Mackey concluded his presentation with a plea for open-mindedness about food. First order of business: stop romanticizing the past and realize in food, "there was never a 'golden age' - they all had their problems," he said. He also implored the audience to avoid thinking of agriculture and food in simplistic terms of "good guys and bad guys."
"Look," he said, "Whole Foods has been doing this for 27, 28 years now, and we're going to keep doing this. The challenge I would put out to everybody here is, What are you going to do? What's your contribution going to be to help our planet evolve into the ecological era?"
Lightning up
What followed was frank talk about how Whole Foods' success had made the company "a lightning rod" for criticism about the organic food industry. "Do you worry that organic has suffered a crisis of consumer confidence?" Pollan started to ask.
"Yeah, thanks to you, buddy!" pounced Mackey. He was joking, but his subsequent remarks showed just how deeply he felt the bolts of criticism Pollan had directed his way. Pollan's intentions were good, he said, "and some of that truth needs to be heard. But . you exaggerated the extent of the industrialization of organic. Every place I turn I read about 'Big Organic,' 'Industrial Organic,' and while I don't deny that there's some of that going on, I don't think it's the normal state of affairs.

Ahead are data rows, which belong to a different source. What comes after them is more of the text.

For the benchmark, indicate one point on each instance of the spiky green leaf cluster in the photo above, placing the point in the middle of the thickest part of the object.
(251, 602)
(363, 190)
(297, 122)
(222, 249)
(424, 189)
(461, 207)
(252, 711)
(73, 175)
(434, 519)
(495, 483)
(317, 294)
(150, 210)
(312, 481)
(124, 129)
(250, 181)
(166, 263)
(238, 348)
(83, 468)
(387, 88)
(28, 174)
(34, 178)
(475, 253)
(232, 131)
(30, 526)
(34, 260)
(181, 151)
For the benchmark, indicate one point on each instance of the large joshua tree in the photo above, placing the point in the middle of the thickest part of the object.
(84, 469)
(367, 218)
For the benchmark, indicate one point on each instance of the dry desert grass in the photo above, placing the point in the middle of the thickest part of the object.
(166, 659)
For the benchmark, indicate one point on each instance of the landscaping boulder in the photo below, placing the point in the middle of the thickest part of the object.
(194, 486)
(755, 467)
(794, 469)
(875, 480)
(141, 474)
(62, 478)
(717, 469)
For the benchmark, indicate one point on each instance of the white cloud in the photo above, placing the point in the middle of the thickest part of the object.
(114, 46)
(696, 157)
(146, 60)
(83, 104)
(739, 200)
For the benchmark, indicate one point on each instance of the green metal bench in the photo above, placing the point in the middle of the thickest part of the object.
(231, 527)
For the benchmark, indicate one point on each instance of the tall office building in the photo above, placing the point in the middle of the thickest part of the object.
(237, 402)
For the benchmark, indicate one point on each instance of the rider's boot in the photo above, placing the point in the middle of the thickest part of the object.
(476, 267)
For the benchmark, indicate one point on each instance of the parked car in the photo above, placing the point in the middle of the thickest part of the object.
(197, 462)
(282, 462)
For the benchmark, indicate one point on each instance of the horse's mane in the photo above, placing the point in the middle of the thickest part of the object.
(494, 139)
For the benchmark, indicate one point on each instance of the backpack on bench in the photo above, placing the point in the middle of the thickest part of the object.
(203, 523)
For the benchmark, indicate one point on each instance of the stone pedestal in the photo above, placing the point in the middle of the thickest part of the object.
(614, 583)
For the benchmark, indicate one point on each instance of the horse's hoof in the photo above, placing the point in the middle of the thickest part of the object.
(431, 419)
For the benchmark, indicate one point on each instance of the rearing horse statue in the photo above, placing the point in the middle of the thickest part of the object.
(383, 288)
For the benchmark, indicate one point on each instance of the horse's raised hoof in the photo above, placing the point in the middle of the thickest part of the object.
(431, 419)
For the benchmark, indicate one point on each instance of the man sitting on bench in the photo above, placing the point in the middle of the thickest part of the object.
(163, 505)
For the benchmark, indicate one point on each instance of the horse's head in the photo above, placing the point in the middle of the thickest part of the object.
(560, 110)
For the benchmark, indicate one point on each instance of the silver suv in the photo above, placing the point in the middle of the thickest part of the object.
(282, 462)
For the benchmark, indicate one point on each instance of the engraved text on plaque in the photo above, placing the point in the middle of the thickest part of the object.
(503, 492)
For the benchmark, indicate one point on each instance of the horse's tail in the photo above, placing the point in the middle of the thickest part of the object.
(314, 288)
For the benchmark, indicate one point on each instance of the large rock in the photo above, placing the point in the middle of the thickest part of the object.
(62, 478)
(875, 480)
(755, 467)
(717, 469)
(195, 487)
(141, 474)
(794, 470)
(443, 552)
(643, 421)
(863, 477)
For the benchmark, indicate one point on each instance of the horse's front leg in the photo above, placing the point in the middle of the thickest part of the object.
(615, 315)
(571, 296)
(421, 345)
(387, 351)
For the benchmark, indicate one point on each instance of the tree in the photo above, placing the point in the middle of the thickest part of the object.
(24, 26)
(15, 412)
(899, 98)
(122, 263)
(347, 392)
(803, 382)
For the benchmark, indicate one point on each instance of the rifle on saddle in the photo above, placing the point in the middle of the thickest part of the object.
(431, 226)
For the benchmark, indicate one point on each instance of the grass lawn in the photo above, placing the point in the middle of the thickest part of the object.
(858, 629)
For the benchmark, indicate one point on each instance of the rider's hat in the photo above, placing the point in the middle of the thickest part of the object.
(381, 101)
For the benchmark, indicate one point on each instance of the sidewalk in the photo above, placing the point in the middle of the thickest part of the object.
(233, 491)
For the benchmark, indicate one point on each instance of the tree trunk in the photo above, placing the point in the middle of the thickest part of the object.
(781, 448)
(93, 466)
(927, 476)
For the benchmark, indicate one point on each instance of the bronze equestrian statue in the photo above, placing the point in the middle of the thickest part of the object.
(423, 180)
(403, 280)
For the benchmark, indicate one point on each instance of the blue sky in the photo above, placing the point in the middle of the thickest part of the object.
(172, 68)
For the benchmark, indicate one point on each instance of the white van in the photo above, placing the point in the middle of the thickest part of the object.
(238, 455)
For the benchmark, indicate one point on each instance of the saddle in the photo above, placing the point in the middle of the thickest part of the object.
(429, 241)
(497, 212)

I'm not ready to abandon organic as fatally flawed."
Turning the tables, Mackey asked Pollan for his vision of what changes should be made in the food system, and argued that "The Omnivore's Dilemma" had made already complex food choices more confusing.
"That was one of my goals, to complicate the decision," admitted Pollan. "Because right now, the decision is too simple for most Americans. For the people in this room who struggle with local vs. organic, or imported vs. local, or humane vs. being vegan, those are really hard, legitimate questions, and anyone who's struggling with them is halfway there.. I'm less interested in sending people down particular paths than in just making them think."
In contrast to previous public events, however, Pollan did go so far as to recommend a few policy changes, such as taking the millions of acres used to grow fossil-fuel-dependent corn for cattle and turning it back to solar-powered pasture to graze them on. And he agreed with Mackey that greater transparency all along the food chain, whether using bar codes that interested consumers could scan at kiosks in Whole Foods and say, watch live video from the farms, would be a major improvement that might eliminate the worst abuses of industrial agriculture.
In the end, diversity in business and the marketplace are just as important as biodiversity in agriculture, Pollan suggested. "I think we need 'supermarket organic' and I think we need 'farmers market organic.' We shouldn't be looking for the one right answer, and we shouldn't be demonizing answers that might not be, to our minds, perfect."
Whole Foods and its critics, even the sarcastic ones, are striving toward the same goals, Pollan said, and he commended Mackey for recognizing that a "certain public accountability" was implicit in Whole Foods' chosen area of the food sector.
For his part, Mackey seemed willing to let "supermarket pastoral" bygones be bygones. Just as he views competition as a way to make business better, by forcing companies to innovate or fail, critics can also be an ally.
"They're there to make you grow. And if you're not open to that, you're limiting the possibilities of your organization. It doesn't feel good to be criticized, but if you have some emotional maturity, you go away and you reflect on, 'What can I learn, what are they telling me that will help me be a better person and Whole Foods a better company?'" Mackey said, spreading his hands.